Genotype Encoding¶
All genotype data in PlinkingDuck uses TINYINT values with a simple additive encoding.
Encoding Table¶
| Value | Meaning | VCF Equivalent |
|---|---|---|
0 |
Homozygous reference | 0/0 |
1 |
Heterozygous | 0/1 |
2 |
Homozygous alternate | 1/1 |
NULL |
Missing genotype | ./. |
The value represents the count of alternate alleles: 0 copies, 1 copy, or 2 copies.
Contexts¶
Genotypes appear in two contexts depending on the function and mode:
List Context¶
In read_pgen, read_pfile default mode, and read_plink_vcf, genotypes are returned as an ARRAY(TINYINT, N) column named genotypes, where N is the sample count. Each array element corresponds to one sample, in the same order as the .psam file (or VCF header for read_plink_vcf).
-- Each row has a list of genotypes, one per sample
SELECT ID, genotypes FROM read_pgen('data.pgen');
-- rs1 [0, 1, 2, NULL]
-- rs2 [0, 0, 1, 1]
Scalar Context¶
In read_pfile genotype orient mode (orient := 'genotype'), each genotype is a scalar TINYINT column named genotype. There is one row per variant-sample combination.
-- Each row is one variant-sample pair
SELECT ID, IID, genotype
FROM read_pfile('data', orient := 'genotype');
-- rs1 SAMPLE1 0
-- rs1 SAMPLE2 1
-- rs1 SAMPLE3 2
-- rs1 SAMPLE4 NULL
Columns Context¶
With genotypes := 'columns', each sample (in variant orient) or each variant (in sample orient) gets its own scalar TINYINT column. Column names come from sample IIDs or variant IDs.
-- One column per sample
SELECT ID, SAMPLE1, SAMPLE2, SAMPLE3
FROM read_pfile('data', genotypes := 'columns');
-- rs1 0 1 2
-- rs2 1 1 0
Phased Haplotype Output¶
With phased := true (supported by read_pfile and read_plink_vcf), genotype elements change from scalar TINYINT to ARRAY(TINYINT, 2) representing [allele1, allele2] haplotype pairs:
| Value | Meaning | VCF Equivalent |
|---|---|---|
[0, 0] |
Homozygous reference | 0\|0 |
[0, 1] |
Ref/Alt (or unphased het) | 0\|1 |
[1, 0] |
Alt/Ref | 1\|0 |
[1, 1] |
Homozygous alternate | 1\|1 |
NULL |
Missing | .\|. |
SELECT ID, genotypes
FROM read_pfile('data', phased := true);
-- rs1 [[0, 0], [0, 1], [1, 1], NULL]
Phased output works across all orient modes and genotypes modes (array, list).
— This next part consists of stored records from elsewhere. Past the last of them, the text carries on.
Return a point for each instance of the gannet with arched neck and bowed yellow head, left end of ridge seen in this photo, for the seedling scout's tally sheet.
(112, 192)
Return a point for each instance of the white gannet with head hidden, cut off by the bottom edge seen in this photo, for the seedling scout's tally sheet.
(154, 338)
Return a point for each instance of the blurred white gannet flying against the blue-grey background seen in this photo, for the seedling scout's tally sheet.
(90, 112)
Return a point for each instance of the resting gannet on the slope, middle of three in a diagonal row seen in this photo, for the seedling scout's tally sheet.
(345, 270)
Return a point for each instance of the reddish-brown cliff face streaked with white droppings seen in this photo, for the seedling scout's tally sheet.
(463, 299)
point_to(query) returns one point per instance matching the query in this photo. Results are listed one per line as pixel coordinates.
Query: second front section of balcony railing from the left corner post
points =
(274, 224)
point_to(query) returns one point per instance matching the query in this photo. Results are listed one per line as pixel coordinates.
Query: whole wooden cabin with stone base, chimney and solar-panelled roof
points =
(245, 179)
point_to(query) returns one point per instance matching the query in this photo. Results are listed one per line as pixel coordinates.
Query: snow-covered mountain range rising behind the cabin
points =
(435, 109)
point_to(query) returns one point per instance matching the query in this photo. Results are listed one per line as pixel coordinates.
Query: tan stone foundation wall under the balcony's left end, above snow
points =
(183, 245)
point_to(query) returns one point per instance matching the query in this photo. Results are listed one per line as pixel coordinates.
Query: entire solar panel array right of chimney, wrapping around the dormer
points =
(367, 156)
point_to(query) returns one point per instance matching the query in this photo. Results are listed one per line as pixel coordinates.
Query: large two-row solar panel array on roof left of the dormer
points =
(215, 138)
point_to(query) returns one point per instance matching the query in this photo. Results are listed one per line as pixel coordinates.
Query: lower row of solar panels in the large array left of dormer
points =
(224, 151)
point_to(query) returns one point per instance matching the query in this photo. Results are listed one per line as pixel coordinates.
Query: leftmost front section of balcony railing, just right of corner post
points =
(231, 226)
Incompatible with dosages := true.
Working with Genotypes¶
Counting alternate alleles per sample¶
SELECT IID, SUM(genotype) AS total_alt_alleles
FROM read_pfile('data', orient := 'genotype')
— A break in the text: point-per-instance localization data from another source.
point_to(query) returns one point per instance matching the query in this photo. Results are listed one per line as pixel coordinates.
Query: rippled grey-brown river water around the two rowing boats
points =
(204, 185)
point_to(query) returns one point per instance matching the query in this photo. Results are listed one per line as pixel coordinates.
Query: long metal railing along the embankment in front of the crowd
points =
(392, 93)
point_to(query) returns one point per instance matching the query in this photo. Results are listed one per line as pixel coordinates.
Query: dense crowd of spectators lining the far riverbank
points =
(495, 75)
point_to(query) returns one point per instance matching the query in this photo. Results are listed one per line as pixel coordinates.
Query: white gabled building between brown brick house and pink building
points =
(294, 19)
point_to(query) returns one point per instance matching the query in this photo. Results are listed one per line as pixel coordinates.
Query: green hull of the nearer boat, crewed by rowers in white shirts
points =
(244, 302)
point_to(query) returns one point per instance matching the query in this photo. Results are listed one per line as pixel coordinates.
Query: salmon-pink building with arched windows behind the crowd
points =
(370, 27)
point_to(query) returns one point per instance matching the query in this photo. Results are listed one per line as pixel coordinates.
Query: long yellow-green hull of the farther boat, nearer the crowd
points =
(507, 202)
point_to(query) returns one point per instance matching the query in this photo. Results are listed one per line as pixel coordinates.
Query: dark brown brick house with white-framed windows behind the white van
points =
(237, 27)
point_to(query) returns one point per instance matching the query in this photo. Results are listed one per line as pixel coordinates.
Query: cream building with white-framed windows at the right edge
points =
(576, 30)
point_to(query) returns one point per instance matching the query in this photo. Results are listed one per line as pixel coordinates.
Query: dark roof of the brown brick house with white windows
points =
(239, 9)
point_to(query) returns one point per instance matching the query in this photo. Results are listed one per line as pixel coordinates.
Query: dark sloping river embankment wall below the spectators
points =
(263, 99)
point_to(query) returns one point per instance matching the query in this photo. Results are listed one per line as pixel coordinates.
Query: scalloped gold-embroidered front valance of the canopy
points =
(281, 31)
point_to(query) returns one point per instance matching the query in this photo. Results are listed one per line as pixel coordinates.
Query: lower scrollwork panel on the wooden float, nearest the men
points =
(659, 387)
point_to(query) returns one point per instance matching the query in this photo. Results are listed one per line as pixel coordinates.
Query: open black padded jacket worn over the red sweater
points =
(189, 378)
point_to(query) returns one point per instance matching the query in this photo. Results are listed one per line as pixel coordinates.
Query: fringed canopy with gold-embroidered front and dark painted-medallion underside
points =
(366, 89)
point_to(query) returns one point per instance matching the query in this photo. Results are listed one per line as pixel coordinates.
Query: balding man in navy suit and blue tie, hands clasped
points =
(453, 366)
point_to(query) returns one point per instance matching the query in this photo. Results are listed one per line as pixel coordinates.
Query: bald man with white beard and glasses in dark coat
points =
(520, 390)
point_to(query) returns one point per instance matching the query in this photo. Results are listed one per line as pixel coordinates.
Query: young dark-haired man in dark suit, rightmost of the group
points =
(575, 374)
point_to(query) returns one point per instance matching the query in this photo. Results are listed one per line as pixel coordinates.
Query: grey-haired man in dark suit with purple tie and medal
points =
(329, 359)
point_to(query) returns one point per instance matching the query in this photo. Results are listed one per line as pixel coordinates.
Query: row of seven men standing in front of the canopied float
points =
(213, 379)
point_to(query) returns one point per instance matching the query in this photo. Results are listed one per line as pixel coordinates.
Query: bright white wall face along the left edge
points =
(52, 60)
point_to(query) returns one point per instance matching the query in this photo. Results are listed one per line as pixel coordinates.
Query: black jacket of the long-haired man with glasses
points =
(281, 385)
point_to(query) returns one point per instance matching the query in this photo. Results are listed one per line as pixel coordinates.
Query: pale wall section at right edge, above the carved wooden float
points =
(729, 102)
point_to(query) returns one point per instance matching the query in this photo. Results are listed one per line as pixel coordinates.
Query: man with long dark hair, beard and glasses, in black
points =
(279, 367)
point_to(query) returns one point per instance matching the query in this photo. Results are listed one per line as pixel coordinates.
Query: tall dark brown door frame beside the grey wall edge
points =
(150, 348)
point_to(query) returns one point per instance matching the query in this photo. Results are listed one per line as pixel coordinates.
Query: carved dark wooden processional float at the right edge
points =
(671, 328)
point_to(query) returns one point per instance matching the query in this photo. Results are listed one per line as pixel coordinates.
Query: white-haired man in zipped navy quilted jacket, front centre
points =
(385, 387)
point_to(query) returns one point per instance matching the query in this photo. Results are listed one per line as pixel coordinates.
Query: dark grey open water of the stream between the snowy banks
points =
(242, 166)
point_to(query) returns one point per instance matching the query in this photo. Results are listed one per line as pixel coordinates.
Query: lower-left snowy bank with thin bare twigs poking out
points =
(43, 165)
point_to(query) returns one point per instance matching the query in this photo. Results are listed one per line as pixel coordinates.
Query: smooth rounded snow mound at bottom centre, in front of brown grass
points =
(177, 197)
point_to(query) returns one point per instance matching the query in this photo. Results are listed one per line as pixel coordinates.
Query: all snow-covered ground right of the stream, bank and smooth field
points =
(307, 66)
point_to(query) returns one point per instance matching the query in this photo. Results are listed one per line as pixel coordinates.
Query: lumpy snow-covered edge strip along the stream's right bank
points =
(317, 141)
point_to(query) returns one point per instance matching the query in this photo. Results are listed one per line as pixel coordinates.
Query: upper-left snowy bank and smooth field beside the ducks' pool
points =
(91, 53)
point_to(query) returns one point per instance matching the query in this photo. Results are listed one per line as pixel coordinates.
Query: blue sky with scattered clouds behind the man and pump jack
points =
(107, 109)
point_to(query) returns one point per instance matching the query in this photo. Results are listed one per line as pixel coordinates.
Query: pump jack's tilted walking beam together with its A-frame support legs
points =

WHERE genotype IS NOT NULL
GROUP BY IID;
Filtering for heterozygous calls¶
SELECT ID, IID
FROM read_pfile('data', orient := 'genotype')
WHERE genotype = 1;
Computing allele frequency from genotypes¶
SELECT ID,
AVG(genotype) / 2.0 AS alt_freq
FROM read_pfile('data', orient := 'genotype')
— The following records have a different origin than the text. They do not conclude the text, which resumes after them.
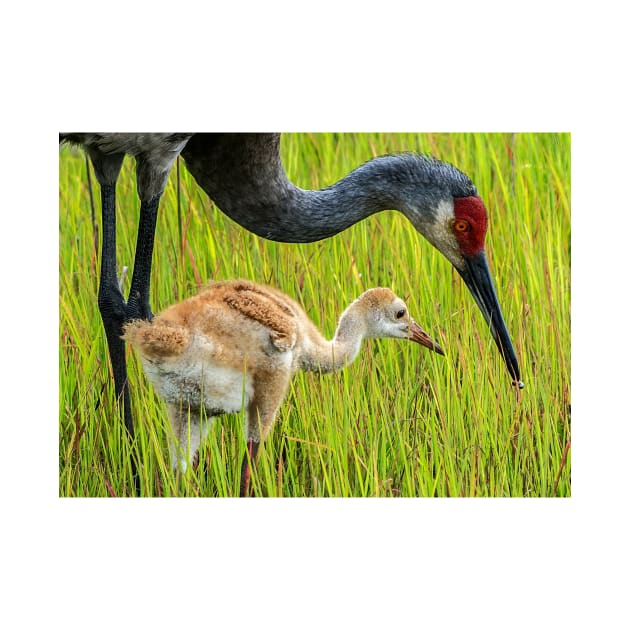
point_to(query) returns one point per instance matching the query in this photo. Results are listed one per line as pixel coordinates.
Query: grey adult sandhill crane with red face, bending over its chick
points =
(244, 176)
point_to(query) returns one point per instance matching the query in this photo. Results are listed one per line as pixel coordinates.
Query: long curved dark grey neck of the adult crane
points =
(244, 176)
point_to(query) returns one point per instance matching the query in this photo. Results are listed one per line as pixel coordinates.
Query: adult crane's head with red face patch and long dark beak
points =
(447, 210)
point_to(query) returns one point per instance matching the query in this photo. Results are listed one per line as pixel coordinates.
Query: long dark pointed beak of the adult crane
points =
(478, 279)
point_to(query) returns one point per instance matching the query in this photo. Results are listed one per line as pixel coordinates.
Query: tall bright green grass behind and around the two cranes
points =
(400, 421)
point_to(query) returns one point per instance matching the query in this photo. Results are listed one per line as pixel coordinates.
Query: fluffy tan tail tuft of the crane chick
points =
(158, 338)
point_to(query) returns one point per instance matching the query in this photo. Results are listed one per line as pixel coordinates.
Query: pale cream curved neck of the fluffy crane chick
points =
(320, 355)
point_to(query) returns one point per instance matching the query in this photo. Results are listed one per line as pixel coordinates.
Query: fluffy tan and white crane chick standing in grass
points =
(236, 344)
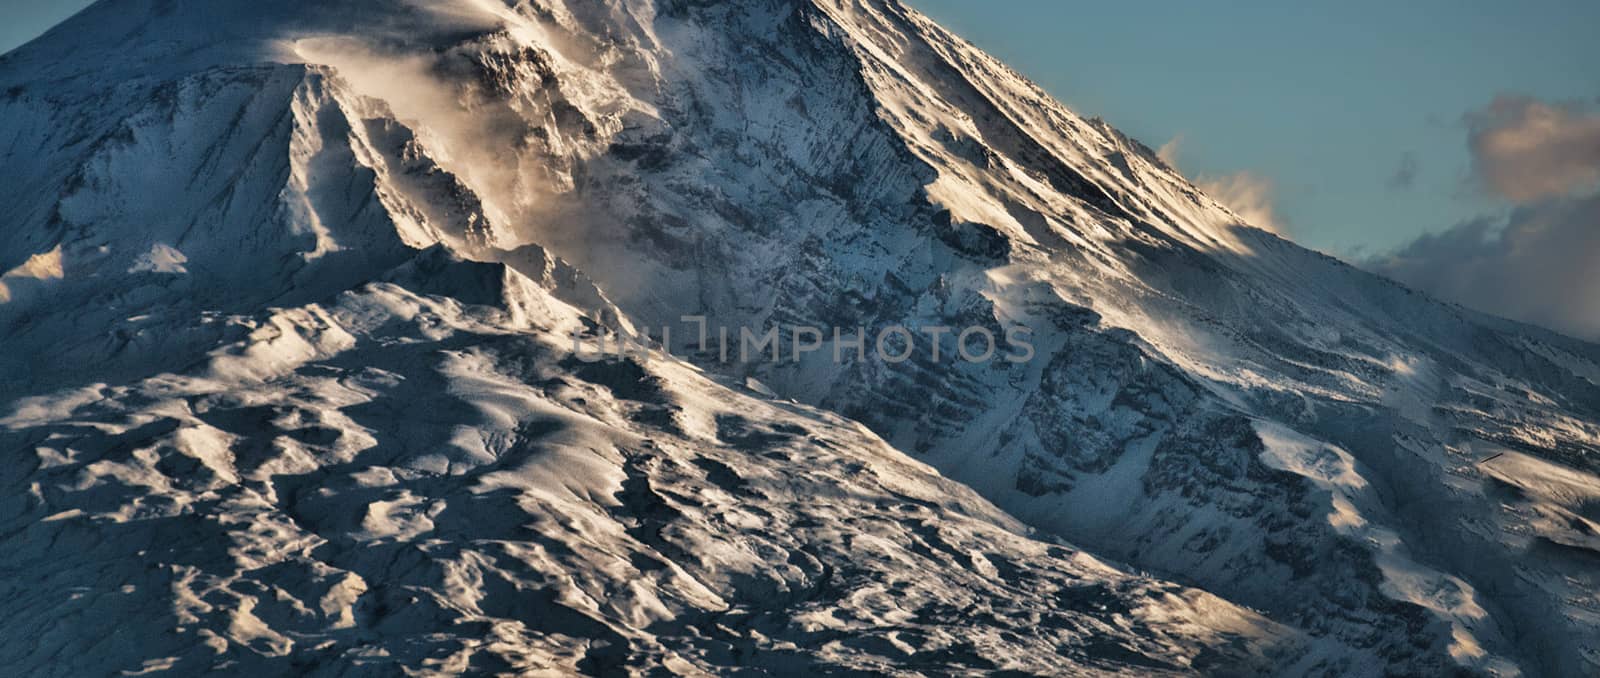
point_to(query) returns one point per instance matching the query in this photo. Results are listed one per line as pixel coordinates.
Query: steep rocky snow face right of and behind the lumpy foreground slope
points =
(1206, 399)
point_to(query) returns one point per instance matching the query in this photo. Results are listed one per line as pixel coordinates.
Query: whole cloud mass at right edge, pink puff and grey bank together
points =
(1540, 263)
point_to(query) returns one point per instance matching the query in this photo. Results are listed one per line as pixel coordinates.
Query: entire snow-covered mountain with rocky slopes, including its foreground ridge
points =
(290, 386)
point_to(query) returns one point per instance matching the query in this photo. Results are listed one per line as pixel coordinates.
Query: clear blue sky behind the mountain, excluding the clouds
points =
(1326, 102)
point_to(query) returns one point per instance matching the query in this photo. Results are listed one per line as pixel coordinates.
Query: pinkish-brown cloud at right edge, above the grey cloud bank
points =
(1526, 150)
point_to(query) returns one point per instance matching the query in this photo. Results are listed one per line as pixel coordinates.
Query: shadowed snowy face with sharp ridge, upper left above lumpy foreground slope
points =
(220, 191)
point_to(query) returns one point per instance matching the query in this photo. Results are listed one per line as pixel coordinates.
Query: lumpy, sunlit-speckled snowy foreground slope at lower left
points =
(418, 476)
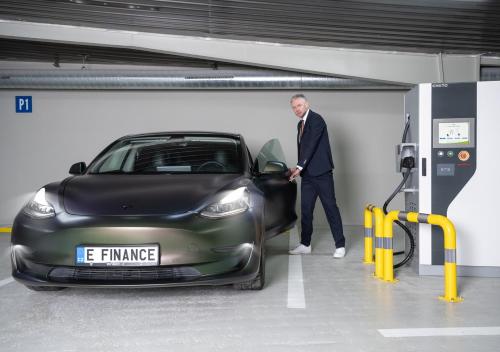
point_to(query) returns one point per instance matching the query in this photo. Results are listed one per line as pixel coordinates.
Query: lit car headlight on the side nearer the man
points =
(235, 202)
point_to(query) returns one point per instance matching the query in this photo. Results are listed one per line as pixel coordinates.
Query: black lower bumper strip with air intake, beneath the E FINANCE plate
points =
(231, 270)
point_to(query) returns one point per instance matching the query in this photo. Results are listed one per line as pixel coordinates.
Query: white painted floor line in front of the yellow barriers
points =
(423, 332)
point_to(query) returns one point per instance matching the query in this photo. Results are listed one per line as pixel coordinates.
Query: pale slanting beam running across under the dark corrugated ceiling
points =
(386, 66)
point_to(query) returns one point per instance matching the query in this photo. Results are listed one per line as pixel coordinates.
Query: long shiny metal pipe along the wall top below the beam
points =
(178, 80)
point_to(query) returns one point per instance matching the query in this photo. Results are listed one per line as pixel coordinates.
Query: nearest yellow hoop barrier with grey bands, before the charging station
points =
(450, 248)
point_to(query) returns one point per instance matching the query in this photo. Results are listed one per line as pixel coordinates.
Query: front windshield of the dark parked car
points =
(171, 154)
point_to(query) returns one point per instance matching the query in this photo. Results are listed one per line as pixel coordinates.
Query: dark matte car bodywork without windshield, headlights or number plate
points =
(154, 209)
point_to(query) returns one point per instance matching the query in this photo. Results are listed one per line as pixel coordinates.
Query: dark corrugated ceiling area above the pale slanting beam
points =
(463, 26)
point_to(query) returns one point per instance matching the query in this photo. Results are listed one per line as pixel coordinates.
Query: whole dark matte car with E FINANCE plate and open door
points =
(158, 209)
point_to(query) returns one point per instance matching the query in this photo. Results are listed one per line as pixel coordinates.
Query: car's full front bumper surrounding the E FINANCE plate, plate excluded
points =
(193, 250)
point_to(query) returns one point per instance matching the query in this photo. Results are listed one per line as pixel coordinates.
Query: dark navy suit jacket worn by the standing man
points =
(315, 156)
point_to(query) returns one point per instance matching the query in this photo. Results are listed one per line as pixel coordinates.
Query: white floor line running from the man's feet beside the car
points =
(296, 298)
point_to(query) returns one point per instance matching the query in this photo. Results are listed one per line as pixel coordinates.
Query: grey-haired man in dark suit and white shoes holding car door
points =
(315, 167)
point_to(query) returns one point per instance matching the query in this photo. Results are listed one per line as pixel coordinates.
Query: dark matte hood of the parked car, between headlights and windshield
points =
(101, 195)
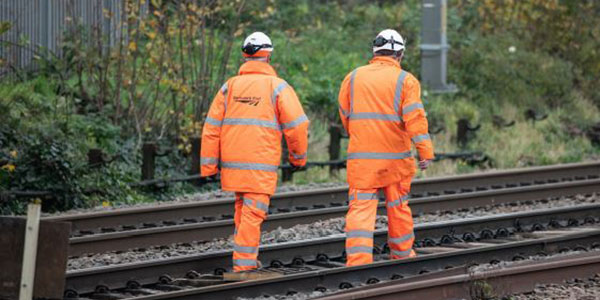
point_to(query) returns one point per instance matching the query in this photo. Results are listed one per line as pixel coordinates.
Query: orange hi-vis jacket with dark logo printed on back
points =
(243, 130)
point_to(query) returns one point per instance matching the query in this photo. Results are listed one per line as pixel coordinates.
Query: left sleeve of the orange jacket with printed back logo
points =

WHERE genotype IS NOT NULL
GROUP BY ID;
Note
For efficient allele frequency computation, prefer plink_freq() which uses pgenlib's fast counting path without full genotype decompression.
Internal Representation¶
PLINK 2 .pgen files store genotypes as 2-bit packed values (4 genotypes per byte). The raw encoding is:
| 2-bit value | Meaning |
|---|---|
00 |
Homozygous reference |
01 |
Heterozygous |
10 |
Homozygous alternate |
11 |
Missing |
PlinkingDuck converts these to the user-facing 0/1/2/NULL encoding during reads. Missing values (11 = -9 in pgenlib's byte representation) are mapped to SQL NULL.